Luis notó que el chico sudaba copiosamente. Inés había sacado del bolso
un mazo de cartas muy voluminoso, equivalente a dos o tres juegos completos, y
lo barajaba con mucha concentración.
-Corta –ordenó Inés a su hijo.
-Espadas… -murmuró Inés.
Era un nueve de espadas; Luis lo halló sorprendente, pues creía que la
numeración llegaba sólo al siete, pasando a la sota a continuación.
-Elige uno de los dos montones –indicó Inés- y vuelve a cortar, ahora tú,
porque los fluidos que transmites a mi hijo se han borrado.
Ahora apareció un seis de espadas. La expresión de Inés resultaba
inescrutable, pero su hijo tenía terror en la mirada.
-Hum… No viajes esta noche, Luis.
-No es esta noche cuando tengo programado el viaje, sino pasado mañana.
-Ah –exclamó Inés-. Entonces tengo que hacerte un trabajo hoy sin falta,
en tu cuarto. No salgas esta tarde y espera que volvamos a las siete y media.
Había muchos programas de cotilleo en la televisión, presentados por
mujeres muy llamativas, que parecían famosas. Telefoneó dos veces a Olga, para
intentar que le explicase lo que hubiera pedido a Inés, pero no soltó prenda.
Durmió un par de horas de siesta, y cuando llegó la hora que Inés había
propuesto, volvió a sentirse en guardia.
Inés vestía muy diferente. Por la mañana, tenía el aspecto esperable en
una señora porteña casada de mediana edad. Esa tarde se presentó bajo una
túnica que parecía un poncho andino recrecido por los faldones.
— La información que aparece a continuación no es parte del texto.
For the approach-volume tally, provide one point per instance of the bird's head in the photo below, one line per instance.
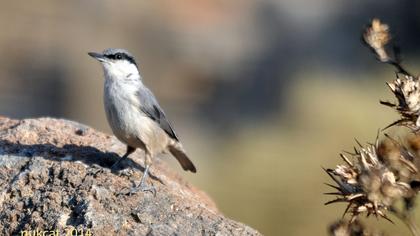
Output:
(117, 63)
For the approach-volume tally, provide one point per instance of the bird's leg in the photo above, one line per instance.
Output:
(143, 186)
(129, 151)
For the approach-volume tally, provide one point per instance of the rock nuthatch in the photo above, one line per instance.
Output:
(134, 114)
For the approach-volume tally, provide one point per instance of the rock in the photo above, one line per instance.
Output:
(55, 178)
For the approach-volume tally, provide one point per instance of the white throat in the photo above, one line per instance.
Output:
(120, 70)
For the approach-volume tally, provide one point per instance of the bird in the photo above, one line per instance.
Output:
(134, 114)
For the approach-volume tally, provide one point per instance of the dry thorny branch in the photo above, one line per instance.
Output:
(376, 177)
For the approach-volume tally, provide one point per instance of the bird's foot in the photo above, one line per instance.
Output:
(116, 165)
(143, 188)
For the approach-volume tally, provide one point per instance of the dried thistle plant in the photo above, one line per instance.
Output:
(375, 178)
(405, 88)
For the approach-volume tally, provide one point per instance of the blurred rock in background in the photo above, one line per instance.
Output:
(260, 92)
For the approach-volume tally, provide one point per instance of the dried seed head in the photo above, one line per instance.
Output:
(377, 37)
(343, 228)
(378, 176)
(407, 91)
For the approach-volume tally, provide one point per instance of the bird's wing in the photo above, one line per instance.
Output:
(151, 108)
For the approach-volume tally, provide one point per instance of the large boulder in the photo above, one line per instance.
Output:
(55, 177)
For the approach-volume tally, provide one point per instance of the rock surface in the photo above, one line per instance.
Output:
(55, 177)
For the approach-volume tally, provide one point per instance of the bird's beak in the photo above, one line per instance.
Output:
(98, 56)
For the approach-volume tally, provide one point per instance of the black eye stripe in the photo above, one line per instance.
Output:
(121, 56)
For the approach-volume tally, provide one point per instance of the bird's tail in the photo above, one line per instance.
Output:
(179, 153)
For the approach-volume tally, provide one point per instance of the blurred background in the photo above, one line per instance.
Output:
(262, 93)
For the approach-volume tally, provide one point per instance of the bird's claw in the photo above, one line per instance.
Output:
(144, 188)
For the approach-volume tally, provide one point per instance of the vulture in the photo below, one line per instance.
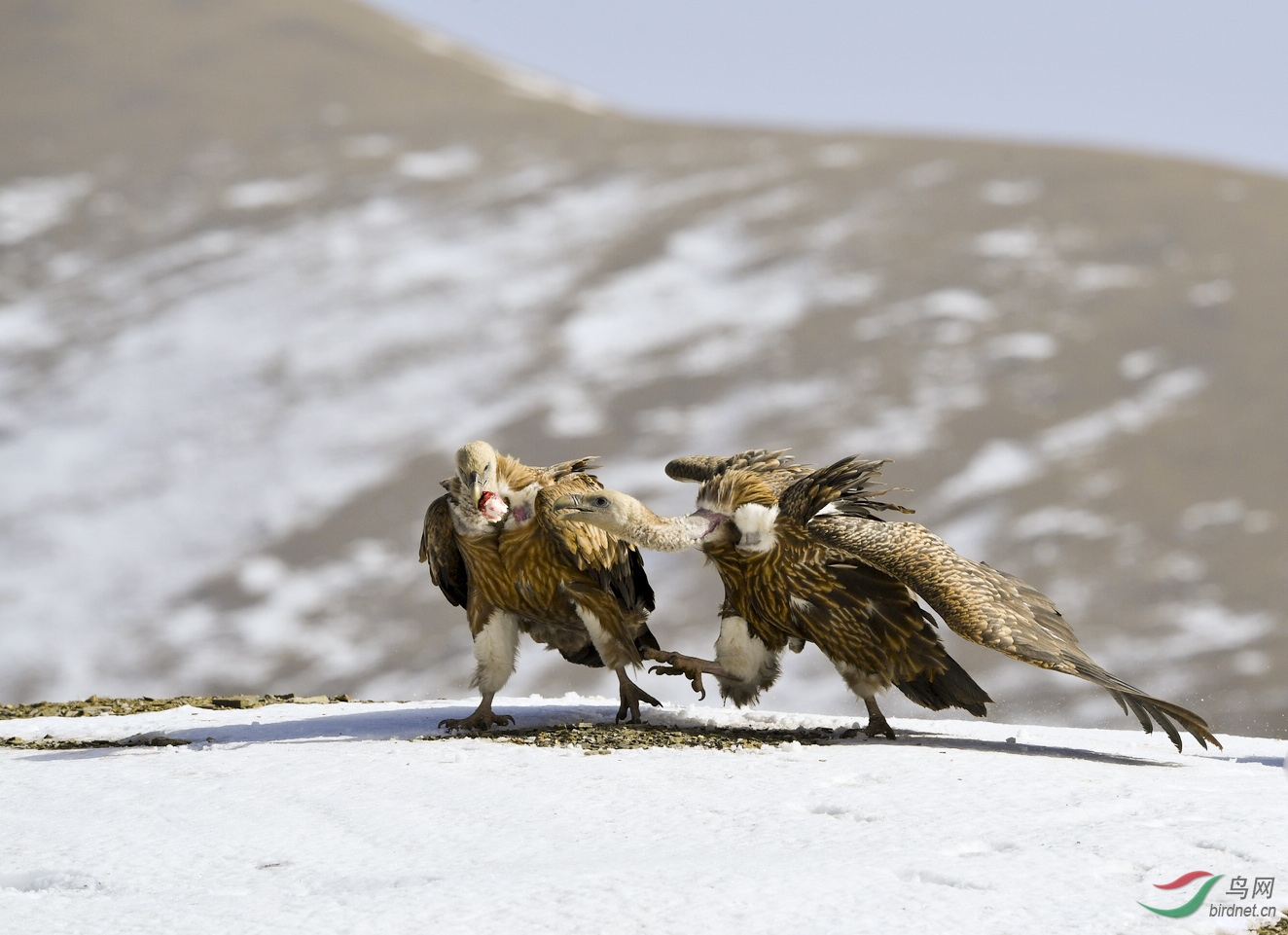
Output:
(804, 556)
(495, 546)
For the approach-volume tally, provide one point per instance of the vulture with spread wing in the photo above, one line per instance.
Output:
(804, 556)
(496, 548)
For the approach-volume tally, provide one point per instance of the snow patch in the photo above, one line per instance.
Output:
(1022, 345)
(1009, 194)
(1061, 521)
(438, 165)
(1008, 245)
(839, 156)
(1137, 365)
(1096, 277)
(34, 205)
(1208, 294)
(1001, 464)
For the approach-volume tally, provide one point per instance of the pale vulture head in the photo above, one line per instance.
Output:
(476, 470)
(609, 510)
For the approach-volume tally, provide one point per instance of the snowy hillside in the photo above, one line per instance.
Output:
(245, 319)
(333, 818)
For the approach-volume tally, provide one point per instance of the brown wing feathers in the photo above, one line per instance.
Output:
(438, 548)
(994, 609)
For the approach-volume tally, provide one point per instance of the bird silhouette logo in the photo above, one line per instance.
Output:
(1191, 907)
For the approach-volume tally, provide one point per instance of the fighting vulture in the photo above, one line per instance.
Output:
(804, 556)
(495, 548)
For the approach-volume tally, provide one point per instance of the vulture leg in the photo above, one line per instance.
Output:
(877, 724)
(631, 697)
(688, 666)
(482, 719)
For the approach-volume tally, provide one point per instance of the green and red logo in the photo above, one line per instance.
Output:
(1195, 902)
(1239, 899)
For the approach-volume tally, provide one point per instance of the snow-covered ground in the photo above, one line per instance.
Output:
(333, 818)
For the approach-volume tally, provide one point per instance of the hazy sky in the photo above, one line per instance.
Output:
(1176, 76)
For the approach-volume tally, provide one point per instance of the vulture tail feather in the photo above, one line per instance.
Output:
(1147, 707)
(952, 688)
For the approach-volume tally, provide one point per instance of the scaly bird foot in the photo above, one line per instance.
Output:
(688, 666)
(878, 727)
(480, 720)
(631, 697)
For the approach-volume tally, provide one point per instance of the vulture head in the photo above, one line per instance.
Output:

-Desnúdate –ordenó Inés a su hijo en cuanto Luis les franqueó la entrada
a la habitación-. Y tú también, Luis. Y métete en la boca un par de hojas de
estas, pero no te las tragues; mastícalas suavemente.
-¿Qué es?
-Coca. Pero natural, tal como nos la da la madre Tierra. No te preocupes,
sólo sentirás algo de adormecimiento en la boca.
Luis notó que el chico masticaba también. Su expresión parecía serena.
Inés puso en el suelo alfombrado una especie de palmatoria de barro, insertó en
ella una vela de color caramelo y la encendió.
-Vamos a sentarnos alrededor de la luz -indico Inés.
Luis volvía a sentirse dominado por el mismo alerta que había sufrido en
São Paulo, en presencia de Xico y su madre. El hijo de Inés era más joven que
Xico, y, en oposición a la excepcionalidad de este, resultaba anodino, pero aun
así era inquietante. Presentía que el muchacho estaba asustado y se esforzaba
por disimularlo.
Luis no vio llegar lo que le pasó a continuación, aunque debía haberlo
intuido en los ojos enfebrecidos del muchacho.